This study investigates the anthropological aspects of relationships between Malagasy women and men with French citizenship, specifically the role of stereotypes in shaping the formation of such couples and their impact on the individuals involved. The study will bring a critical approach to personal narratives gathered through in-depth interviews, and examine power dynamics within these relationships. To gain a comprehensive understanding, the study will primarily focus on couples who have been together for 2-10 years, residing temporarily or permanently, between Madagascar and La Réunion.

 

Transatlantic Cruising: racialized spaces, mobility, intimacy, and Queer worlding (Kaue)
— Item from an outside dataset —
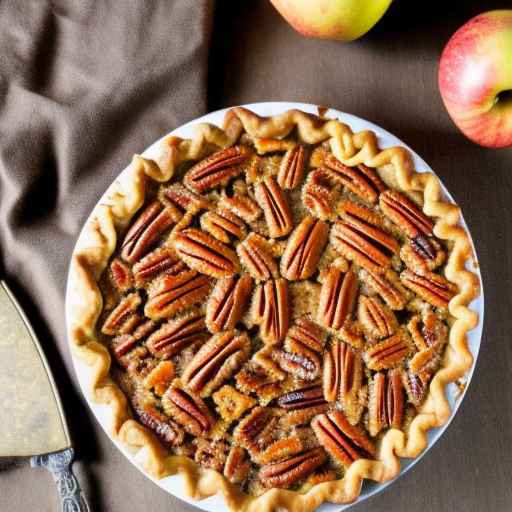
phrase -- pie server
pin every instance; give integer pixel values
(32, 422)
This project aims to analyze the erotization of Race and the racialization of space and sexuality in the fluxes of Queer mobility. The ethnographic work will be conducted on cruising practices across a transnational setting in and in-between two metropolises. Cruising is an eroticized social interaction among LGBTQIA+ people – predominantly male-performing – in public spaces. The chosen sites for research incursion are London, São Paulo, and a set of cruising ships in-between the two cities. Accordingly to a news piece in the Chicago Tribune by Alfred Borcover (2004), “Gay and Lesbians cruises cater to a fifty-four-billion a year niche market in the US alone.” The idea here is of cruising as a transatlantic network deeply connected with issues of mobility, Race, space, and intimacy.
The goal of this project is to address the making of Queer worlds, which implicates the weaving of a complex fabric marked by “partial connections” (Strathern, 2004) of embodied experiences (Ahmed, 2006; Bento, 2006; Butler, 2009; Csordas, 2002; McRuer, 2006). Additionally, cruising becomes a tool to muddle binary categorizations of the Global South and the Global North and to explore the entanglement of intimacy, anonymity, and belonging. While LGBTQIA+ populations recognize the same practice in all sites, they are complex in their own right. Thus, coloniality, racism, slavery, policing, and homophobia are sociohistorical issues in Brazil and England that can and should be contextualized. The idea is that cruising in these sites can be a powerful medium for these transnational populations’ socioeconomic and cultural transformations. Not for universal cartography of sexuality and the erotization of Race but rather for an intricate understanding of collective knowledge. One that positions queerness, intimacy, and therefore cruising, not as a supplement but as a core on the crossroads of canonical subjects.